Earth’s Treasures Are Heaven’s Junk
Homily for Friday of the Eleventh Week in Ordinary Time
Preached on June 18, 2010 at Holy Spirit Parish/The Newman Center at the University of Kentucky, Lexington KY
Readings: 2 Kings 11:1-4, 9-18, 20; Psalm 132:11-14, 17-18; Matthew 6:19-23
Something happened to me after I had to move three times in three years: I got tired of packing and I started throwing out things that I would not have thought of discarding three years before. Perhaps the hassle of packing and moving finally forced me to sift through the junk that I had been keeping and identify the things that I truly treasured. I found myself asking, “Do I really need these? And, if I think I do, do I really want to risk breaking my back carrying them to my next assignment?”

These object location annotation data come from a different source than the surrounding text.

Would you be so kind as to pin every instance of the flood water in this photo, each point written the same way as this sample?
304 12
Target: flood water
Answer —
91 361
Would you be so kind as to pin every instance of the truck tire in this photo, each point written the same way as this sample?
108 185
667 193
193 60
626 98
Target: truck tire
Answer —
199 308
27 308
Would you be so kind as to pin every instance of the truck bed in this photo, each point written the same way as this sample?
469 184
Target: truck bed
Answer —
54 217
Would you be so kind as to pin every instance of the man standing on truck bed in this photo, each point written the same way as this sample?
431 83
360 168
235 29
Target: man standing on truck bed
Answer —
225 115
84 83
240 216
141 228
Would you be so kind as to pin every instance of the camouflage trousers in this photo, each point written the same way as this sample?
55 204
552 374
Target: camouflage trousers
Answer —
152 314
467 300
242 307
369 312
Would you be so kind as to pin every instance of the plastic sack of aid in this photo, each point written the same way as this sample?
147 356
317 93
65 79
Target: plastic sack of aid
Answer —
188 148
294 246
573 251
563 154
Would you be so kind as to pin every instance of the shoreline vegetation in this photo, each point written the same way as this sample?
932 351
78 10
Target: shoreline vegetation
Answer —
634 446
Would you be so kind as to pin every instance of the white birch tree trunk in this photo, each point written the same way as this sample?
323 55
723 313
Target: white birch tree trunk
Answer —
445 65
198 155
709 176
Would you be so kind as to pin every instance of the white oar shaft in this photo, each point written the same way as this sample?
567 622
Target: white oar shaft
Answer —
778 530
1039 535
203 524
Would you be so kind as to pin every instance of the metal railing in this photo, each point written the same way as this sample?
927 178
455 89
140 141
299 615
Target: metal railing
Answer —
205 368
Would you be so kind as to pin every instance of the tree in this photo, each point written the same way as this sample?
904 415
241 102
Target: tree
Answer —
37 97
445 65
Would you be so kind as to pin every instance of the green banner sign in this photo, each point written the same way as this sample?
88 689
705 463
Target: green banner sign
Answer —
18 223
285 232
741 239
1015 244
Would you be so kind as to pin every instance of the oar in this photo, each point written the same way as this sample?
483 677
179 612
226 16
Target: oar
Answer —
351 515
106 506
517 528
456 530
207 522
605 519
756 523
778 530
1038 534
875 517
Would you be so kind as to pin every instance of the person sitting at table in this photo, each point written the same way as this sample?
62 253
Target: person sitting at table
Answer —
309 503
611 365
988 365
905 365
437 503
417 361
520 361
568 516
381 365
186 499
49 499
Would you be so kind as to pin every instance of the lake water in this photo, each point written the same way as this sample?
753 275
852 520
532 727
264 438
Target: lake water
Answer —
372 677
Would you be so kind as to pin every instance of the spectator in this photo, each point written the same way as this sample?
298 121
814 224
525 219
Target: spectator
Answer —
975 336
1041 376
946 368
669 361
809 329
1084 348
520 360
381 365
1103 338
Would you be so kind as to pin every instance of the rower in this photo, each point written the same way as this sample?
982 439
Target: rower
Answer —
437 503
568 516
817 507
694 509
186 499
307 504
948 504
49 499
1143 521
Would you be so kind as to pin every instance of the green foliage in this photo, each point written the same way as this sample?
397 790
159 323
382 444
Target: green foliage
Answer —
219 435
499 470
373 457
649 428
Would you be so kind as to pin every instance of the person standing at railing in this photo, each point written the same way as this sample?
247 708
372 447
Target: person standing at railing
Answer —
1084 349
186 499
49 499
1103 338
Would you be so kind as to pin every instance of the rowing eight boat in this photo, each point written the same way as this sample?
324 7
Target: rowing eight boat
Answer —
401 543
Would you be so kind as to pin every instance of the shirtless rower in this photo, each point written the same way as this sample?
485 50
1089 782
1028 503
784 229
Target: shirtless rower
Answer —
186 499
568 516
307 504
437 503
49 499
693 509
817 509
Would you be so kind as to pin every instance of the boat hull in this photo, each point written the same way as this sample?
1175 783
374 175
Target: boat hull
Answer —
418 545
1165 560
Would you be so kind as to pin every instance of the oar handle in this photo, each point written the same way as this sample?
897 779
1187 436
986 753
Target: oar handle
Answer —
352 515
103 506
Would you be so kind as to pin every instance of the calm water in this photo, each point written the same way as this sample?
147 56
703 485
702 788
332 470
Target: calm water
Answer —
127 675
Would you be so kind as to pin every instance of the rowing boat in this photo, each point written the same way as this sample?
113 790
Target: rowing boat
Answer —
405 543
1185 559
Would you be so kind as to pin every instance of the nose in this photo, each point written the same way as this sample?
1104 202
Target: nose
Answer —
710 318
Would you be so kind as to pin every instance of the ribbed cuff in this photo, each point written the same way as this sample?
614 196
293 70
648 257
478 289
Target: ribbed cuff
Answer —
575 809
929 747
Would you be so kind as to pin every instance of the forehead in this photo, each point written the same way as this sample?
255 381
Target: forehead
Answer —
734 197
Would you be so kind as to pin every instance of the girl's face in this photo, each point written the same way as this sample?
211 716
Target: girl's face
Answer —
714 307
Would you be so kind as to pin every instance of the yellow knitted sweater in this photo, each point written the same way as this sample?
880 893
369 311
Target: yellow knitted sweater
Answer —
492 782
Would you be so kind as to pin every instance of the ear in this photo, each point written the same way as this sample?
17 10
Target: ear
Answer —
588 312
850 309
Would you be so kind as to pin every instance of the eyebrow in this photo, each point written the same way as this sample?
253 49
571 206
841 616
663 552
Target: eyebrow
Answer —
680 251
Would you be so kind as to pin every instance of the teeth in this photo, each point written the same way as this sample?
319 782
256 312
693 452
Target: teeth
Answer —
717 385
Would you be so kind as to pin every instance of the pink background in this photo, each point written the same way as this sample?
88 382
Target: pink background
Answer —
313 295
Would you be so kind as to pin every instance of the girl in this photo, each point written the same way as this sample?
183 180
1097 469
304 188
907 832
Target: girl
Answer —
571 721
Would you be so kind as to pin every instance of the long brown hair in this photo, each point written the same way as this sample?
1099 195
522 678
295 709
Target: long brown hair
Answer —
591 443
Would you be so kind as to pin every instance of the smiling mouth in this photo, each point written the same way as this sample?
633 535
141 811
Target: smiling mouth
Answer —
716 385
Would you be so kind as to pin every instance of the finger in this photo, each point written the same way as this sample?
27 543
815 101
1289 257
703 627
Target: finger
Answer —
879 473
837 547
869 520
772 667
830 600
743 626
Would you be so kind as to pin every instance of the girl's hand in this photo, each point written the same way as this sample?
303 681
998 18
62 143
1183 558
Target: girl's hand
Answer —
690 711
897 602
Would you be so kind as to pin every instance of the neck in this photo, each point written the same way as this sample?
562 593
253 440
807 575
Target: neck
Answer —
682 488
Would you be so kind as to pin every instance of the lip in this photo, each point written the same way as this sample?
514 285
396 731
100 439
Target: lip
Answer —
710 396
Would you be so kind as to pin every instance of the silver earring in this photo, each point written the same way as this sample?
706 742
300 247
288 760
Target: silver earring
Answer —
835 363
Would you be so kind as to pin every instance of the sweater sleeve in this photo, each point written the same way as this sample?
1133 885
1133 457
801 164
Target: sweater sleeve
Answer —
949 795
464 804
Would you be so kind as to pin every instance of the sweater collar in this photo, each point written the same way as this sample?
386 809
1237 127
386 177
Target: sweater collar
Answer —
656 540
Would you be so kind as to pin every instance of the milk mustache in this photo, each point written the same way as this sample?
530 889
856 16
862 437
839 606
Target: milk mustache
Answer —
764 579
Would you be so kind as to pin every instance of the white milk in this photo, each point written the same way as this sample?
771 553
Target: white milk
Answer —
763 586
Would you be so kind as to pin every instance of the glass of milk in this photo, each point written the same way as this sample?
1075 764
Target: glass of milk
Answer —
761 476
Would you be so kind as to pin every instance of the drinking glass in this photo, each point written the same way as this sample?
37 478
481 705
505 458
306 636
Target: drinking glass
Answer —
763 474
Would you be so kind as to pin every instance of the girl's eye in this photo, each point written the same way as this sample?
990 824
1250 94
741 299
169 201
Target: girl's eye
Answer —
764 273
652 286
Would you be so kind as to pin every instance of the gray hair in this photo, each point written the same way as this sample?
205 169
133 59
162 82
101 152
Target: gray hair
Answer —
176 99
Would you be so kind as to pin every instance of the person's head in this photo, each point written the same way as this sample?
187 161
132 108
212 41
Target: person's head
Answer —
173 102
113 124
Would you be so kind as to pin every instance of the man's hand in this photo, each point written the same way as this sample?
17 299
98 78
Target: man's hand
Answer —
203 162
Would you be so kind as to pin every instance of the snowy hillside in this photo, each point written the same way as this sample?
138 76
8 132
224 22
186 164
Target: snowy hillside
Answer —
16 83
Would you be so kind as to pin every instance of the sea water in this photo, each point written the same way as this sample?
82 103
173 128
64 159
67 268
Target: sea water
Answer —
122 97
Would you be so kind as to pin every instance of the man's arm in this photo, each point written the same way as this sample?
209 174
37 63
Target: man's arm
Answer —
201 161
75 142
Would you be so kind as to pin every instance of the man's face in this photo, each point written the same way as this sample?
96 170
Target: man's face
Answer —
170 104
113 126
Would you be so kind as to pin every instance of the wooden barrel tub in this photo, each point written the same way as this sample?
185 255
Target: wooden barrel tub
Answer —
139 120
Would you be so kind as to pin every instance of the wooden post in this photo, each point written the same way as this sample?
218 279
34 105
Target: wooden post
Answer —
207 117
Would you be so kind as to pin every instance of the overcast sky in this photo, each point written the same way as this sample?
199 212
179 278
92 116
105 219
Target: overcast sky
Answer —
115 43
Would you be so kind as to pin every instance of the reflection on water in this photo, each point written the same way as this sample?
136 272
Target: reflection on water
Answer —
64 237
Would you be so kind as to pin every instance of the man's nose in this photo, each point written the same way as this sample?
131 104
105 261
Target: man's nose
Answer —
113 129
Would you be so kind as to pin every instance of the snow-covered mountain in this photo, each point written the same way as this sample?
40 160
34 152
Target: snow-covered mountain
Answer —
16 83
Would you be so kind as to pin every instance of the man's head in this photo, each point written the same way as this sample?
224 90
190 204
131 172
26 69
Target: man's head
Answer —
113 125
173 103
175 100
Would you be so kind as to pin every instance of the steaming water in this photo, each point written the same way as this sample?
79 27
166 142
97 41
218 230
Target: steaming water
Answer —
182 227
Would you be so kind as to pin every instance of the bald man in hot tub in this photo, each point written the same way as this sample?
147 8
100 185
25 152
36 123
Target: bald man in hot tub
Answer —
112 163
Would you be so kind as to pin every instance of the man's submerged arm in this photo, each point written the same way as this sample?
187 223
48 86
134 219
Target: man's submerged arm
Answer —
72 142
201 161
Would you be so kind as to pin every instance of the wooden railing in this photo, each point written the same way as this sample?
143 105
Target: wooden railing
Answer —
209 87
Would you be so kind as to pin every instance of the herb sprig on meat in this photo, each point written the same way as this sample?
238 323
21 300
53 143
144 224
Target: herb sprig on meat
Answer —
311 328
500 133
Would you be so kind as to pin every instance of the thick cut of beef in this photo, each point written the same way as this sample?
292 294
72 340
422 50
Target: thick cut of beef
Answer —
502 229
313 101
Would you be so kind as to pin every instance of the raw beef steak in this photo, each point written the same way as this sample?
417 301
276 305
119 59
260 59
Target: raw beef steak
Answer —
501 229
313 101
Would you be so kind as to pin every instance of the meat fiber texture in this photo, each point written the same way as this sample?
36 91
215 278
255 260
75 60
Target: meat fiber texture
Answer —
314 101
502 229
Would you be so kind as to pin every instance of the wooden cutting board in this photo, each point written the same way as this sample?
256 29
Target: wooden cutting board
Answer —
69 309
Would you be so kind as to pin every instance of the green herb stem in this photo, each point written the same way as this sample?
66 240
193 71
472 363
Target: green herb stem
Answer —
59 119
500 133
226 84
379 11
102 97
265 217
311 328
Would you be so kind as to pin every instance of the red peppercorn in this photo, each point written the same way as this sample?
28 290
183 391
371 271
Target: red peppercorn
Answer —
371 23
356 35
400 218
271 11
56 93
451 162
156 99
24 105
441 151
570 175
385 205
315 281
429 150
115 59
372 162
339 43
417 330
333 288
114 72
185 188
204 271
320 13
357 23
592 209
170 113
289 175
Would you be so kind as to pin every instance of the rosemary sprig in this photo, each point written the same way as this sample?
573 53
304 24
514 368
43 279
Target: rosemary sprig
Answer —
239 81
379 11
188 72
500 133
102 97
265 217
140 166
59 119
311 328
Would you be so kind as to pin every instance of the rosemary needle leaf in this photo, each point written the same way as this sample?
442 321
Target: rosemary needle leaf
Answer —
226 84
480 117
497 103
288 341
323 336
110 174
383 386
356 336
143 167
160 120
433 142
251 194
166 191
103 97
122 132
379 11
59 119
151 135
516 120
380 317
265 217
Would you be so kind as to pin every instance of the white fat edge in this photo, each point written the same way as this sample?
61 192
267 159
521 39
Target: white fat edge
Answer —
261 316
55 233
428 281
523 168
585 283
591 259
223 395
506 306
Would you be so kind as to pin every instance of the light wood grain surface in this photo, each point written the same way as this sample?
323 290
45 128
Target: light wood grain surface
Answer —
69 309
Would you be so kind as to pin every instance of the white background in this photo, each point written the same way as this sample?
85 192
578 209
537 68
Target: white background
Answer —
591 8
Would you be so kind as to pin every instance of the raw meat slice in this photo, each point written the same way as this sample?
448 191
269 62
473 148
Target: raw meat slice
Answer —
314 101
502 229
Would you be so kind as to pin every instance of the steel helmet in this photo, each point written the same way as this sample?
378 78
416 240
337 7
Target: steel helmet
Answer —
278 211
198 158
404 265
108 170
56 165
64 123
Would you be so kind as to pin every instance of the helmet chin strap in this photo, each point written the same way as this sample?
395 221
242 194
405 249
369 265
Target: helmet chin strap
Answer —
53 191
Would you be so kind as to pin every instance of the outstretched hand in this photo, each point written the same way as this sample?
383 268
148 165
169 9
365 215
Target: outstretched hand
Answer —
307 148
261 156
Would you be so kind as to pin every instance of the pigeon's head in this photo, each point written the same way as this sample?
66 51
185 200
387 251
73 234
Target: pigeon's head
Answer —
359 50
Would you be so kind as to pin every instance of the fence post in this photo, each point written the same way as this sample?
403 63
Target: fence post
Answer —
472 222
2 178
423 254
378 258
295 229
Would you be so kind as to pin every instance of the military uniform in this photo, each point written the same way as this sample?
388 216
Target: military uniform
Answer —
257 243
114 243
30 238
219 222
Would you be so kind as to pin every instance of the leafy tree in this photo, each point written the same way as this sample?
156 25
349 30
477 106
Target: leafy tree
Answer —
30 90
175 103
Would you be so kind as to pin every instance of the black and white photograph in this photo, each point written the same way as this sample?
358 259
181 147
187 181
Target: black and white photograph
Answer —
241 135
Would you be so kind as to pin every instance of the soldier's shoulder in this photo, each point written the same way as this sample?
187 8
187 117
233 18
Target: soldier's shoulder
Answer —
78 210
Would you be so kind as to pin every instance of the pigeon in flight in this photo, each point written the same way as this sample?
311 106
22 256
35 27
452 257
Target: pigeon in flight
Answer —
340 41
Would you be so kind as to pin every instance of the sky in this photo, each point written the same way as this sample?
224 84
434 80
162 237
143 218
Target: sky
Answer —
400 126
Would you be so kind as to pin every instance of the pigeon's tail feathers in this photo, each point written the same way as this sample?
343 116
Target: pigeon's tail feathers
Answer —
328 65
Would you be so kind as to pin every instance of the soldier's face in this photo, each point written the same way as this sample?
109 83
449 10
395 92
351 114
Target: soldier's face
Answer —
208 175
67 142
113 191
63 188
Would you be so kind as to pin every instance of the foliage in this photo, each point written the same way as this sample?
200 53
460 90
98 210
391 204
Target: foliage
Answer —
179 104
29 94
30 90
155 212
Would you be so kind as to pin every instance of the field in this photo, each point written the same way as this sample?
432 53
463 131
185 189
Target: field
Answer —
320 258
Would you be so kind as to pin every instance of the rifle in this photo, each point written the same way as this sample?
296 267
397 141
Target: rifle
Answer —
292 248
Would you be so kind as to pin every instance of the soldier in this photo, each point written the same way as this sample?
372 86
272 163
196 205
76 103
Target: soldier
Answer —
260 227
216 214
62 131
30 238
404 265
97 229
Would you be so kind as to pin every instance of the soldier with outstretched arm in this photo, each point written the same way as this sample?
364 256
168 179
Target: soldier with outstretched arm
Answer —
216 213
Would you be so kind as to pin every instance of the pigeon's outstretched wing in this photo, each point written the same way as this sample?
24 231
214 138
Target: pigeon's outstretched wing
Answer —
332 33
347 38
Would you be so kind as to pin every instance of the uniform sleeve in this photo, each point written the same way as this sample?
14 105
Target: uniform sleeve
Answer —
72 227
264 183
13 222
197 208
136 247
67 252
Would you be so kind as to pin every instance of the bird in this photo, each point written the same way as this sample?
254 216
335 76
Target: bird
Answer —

I would like to think that God sends me so often on the move so that I will remember to ask myself those questions. Yet, as soon as I stay in the same place for more than a day, I find myself collecting clutter all over again. I suppose that storing stuff somehow creates this illusion of stability: I get fooled into thinking that, because everything in my life changes, I need to have something to show for myself. I forget that earth’s treasures are but Heaven’s junk, that none of the things that I prize so much today will matter at all for eternity. So, the Lord keeps admonishing me to stop storing up treasures on earth that moth and decay can destroy, that thieves can break in and steal (cf. Mt. 6:19), that when packed and moved can break my back. He reminds me that He had made me to be more than just a pack-rat.
In the end, when I make that final move across the threshold of death, I know that the Lord will spare me from the trouble of packing. I will pass from this life naked and empty-handed as the day I was born. None of what I have will come with me; nothing but my works will accompany me (cf. Rev. 14:13). Perhaps, that is why the Lord keeps reminding me to clean up my act while I still can. He wants me to continue storing up that treasury of good works, the only treasury worth pre-shipping to Heaven (cf. Mt. 6:20).